A população mundial deverá atingir o marco dos oito mil milhões na próxima terça-feira, dia 15 de novembro, segundo a estimativa do Departamento de Assuntos Económicos e Sociais das Nações Unidas. Este número — que nunca foi tão elevado, mas que também está a desacelerar — esconde diferentes diagnósticos, se o planeta for dividido em regiões mais e menos desenvolvidas, mas levanta grandes alertas: ao nível da produção alimentar, das alterações climáticas e da distribuição de recursos. O que podem as economias fazer para se adaptarem ao crescimento demográfico e aproveitarem o aumento da esperança de vida?

Antes de responder à pergunta, importa perceber como é que o mundo chegou aqui. A explicação mais simples para o aumento da população mundial é que resulta de um saldo natural “muito positivo”, ou seja, o número de nascimentos supera bastante o número de óbitos, resume ao ECO a demógrafa e professora da Faculdade de Ciências Sociais e Humanas da Universidade Nova de Lisboa (FCSH-UNL), Maria João Valente Rosa. No fundo, trata-se de um fenómeno denominado transição demográfica, que consiste na alteração da relação entre nascimentos e óbitos.

O presidente da Associação Portuguesa de Demografia (APD), Paulo Machado, explica que, no passado, essa relação fazia com que o crescimento da população tivesse “uma variação baixa”. Com a transição demográfica, observou-se uma redução muito relevante dos óbitos. Só que, numa parte do mundo — designadamente nos países da África subsariana, em parte da Ásia e, mais moderadamente, na América Latina –, “essa redução dos óbitos não foi acompanhada por uma redução dos nascimentos”, o que resultou na quadruplicação da população mundial em pouco mais de 80 anos, assinala o demógrafo.

Com a mortalidade a baixar muito e a natalidade a não baixar da mesma maneira, houve um aumento muito significativo da esperança média de vida à escala mundial. Em 1800, a esperança de vida à nascença era de 30 anos, sendo que nenhum país tinha uma esperança de vida acima dos 40 anos, de acordo com estimativas da época. Em 1950, a esperança média de vida à nascença era de 46,5 anos, enquanto em 2021 se fixou nos 71 anos.

Maria João Valente Rosa sublinha que esta evolução advém de progressos sociais importantes em áreas como saúde pública, nutrição, higiene das pessoas e medicina.
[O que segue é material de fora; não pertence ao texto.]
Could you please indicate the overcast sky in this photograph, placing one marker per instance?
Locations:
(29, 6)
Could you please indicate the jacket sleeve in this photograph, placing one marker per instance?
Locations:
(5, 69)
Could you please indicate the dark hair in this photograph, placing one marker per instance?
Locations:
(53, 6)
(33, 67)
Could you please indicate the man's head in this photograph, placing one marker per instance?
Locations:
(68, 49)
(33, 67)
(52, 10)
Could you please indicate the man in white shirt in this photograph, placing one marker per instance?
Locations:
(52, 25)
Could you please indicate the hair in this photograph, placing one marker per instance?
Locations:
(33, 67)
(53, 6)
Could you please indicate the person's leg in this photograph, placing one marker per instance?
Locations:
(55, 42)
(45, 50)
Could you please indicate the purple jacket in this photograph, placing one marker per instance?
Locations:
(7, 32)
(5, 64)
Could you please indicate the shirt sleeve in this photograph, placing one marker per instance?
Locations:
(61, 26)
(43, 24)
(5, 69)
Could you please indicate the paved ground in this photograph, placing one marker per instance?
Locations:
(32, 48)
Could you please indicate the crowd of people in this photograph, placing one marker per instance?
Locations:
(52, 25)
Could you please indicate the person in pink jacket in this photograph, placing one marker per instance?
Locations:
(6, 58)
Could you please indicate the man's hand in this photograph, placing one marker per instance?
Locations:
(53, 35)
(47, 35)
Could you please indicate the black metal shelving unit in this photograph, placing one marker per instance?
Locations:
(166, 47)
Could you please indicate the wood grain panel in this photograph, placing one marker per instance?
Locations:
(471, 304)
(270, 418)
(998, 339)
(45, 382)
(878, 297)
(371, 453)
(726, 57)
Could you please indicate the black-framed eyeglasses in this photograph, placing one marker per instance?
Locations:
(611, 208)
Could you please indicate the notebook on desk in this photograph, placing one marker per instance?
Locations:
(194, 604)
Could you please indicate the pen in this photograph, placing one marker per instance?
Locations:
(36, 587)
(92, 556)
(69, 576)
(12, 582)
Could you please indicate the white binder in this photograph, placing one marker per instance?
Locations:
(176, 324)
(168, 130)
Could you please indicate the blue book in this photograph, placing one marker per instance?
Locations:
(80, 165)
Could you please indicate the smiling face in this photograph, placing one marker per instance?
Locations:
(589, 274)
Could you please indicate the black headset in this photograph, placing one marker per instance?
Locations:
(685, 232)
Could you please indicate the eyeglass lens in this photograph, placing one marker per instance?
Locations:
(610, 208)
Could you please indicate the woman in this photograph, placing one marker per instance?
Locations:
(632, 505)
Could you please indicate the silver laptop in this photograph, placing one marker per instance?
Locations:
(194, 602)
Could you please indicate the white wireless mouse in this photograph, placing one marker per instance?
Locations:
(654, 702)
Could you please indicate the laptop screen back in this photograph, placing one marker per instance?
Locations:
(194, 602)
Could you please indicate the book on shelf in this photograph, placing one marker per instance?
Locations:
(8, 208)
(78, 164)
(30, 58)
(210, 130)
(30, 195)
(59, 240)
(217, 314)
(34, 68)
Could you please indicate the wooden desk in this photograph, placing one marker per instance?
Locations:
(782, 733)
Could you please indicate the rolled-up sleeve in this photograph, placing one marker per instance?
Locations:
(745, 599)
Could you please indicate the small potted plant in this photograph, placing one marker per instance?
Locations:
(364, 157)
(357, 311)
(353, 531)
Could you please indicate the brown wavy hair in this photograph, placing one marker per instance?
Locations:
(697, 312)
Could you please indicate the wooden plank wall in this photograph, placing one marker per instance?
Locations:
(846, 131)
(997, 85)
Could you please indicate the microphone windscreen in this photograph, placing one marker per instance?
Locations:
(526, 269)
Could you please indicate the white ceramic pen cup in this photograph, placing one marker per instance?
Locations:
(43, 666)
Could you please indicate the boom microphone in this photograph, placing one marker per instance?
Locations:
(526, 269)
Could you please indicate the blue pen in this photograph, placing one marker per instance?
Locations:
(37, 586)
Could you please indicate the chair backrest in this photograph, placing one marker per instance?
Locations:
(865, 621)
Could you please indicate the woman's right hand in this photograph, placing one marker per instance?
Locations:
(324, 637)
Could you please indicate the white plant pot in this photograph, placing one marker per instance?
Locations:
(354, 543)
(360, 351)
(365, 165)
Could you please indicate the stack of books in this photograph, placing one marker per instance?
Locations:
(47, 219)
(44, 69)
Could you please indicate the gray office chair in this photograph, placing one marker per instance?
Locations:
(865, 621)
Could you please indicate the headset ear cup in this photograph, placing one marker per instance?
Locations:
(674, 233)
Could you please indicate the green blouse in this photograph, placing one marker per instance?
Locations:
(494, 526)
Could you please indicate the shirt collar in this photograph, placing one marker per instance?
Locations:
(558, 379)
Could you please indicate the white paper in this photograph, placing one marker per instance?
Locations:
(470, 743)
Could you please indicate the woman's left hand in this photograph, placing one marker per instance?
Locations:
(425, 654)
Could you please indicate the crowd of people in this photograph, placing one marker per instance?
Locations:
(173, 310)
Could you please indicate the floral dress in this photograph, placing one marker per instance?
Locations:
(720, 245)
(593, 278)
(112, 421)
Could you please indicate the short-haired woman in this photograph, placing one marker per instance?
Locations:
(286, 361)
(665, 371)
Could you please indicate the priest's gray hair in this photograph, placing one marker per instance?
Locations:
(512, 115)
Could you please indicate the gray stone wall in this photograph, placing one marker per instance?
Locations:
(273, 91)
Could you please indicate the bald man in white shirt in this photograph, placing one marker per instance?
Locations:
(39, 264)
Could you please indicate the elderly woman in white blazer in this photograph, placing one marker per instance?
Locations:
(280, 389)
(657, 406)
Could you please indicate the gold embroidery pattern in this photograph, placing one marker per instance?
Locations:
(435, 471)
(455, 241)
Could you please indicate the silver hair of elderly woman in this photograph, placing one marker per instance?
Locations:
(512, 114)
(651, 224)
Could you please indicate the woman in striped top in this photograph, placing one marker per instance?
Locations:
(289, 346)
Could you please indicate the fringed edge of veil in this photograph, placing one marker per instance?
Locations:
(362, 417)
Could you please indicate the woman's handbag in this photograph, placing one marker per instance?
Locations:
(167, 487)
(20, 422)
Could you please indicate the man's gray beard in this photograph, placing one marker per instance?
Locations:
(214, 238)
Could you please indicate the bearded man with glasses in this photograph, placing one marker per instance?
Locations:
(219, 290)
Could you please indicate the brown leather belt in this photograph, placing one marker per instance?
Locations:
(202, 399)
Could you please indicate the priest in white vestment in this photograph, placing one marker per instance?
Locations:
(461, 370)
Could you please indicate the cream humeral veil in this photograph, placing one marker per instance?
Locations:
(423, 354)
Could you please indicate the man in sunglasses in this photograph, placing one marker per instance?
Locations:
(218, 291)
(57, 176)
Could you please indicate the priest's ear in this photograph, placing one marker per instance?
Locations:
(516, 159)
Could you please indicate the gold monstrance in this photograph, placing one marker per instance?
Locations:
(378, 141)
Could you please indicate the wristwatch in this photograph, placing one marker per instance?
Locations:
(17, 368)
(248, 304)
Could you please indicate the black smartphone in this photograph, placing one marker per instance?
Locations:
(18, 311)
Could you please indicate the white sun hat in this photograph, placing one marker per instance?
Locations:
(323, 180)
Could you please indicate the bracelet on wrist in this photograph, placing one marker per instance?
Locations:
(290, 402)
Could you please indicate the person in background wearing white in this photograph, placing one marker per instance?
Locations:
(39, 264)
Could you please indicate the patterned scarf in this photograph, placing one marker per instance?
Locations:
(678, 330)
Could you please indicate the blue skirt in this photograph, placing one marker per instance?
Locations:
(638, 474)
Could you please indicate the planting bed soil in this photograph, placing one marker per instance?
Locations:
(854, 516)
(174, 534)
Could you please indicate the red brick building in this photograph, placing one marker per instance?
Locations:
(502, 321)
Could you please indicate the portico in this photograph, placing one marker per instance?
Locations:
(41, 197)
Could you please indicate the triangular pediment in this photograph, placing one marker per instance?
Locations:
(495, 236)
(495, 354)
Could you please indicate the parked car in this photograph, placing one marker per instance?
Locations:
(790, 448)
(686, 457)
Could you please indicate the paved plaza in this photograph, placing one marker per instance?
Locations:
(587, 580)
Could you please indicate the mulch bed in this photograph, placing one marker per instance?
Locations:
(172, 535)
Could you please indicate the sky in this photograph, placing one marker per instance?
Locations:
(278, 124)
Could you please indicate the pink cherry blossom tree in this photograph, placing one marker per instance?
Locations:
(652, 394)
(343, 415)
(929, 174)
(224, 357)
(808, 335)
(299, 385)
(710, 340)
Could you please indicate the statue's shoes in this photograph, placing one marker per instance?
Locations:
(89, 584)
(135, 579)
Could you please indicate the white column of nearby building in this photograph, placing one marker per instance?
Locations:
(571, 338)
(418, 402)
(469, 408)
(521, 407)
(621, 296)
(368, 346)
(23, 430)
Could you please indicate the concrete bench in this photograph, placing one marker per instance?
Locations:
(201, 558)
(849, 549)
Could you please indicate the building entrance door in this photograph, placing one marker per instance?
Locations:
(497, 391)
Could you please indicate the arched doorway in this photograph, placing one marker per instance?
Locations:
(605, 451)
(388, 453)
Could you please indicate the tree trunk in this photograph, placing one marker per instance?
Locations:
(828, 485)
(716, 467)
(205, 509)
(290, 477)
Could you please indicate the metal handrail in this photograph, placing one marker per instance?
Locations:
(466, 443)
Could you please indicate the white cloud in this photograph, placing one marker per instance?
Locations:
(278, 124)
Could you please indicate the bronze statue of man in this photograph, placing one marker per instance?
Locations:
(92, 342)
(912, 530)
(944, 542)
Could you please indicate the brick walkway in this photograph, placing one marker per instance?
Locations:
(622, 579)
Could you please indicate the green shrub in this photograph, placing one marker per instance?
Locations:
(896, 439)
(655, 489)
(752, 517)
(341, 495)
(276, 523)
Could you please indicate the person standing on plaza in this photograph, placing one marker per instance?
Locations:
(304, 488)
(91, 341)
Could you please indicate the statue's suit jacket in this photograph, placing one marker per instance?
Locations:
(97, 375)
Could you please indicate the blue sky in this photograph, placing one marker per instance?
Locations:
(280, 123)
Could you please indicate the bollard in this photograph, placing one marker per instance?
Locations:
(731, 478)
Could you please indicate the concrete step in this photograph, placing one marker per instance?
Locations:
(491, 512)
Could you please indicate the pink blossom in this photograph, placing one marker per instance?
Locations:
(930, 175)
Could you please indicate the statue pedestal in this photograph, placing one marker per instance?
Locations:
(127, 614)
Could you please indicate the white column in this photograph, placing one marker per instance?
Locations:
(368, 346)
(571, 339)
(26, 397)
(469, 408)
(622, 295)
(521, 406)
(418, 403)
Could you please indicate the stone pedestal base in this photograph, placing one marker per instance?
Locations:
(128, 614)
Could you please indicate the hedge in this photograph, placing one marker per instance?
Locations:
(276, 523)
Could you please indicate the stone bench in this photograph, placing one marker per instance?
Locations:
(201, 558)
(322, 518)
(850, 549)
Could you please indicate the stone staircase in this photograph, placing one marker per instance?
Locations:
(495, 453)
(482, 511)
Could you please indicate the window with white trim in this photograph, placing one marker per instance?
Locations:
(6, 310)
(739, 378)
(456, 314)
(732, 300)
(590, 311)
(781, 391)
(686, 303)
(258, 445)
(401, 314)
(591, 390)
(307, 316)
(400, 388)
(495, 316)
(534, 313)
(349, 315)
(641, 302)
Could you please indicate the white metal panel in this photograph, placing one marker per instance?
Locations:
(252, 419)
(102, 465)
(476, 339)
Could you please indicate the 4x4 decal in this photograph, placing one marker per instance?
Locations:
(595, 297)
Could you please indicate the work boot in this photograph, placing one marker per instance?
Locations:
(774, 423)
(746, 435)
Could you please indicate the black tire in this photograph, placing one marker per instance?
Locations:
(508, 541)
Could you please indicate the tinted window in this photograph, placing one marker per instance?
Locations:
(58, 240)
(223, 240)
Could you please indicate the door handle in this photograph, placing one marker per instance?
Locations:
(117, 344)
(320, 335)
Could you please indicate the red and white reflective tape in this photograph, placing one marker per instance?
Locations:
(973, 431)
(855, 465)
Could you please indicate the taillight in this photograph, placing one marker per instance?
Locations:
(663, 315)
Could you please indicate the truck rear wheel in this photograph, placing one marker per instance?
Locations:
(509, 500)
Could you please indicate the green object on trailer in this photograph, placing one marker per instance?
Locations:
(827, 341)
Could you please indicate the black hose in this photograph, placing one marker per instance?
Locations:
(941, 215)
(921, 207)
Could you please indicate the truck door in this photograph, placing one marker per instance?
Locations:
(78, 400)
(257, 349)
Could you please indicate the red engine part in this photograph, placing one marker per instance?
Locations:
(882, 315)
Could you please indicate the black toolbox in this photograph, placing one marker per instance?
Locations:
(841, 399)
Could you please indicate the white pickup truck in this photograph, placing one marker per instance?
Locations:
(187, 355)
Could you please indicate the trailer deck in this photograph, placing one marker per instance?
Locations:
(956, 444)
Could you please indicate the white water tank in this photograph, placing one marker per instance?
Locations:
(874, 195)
No entanto, é algo “paradoxal”, ressalva. “O aumento da população mundial é um indicador de sucesso social, porque tem que ver com a diminuição da mortalidade. Mas representa, ao mesmo tempo, um sinal de alerta para o futuro, porque embora isto resulte de algo que foi benéfico para a população, o que acontece hoje é que o rápido crescimento da população é consequência do fraco desenvolvimento social“.

O motor foi positivo, mas a população continua a crescer muito e de uma forma desigual à escala regional. É nas zonas menos desenvolvidas, como países africanos, asiáticos e da América do Sul, que “a diferença entre os nascimentos e os óbitos é maior e, por isso, nascem muitos mais do que aqueles que morrem”, detalha a docente da FCSH-UNL. De acordo com a ONU, estes países representavam cerca de 8% da população mundial em 1950; hoje, já representam 14% da população mundial e espera-se que em 2050 representem 20% da população mundial.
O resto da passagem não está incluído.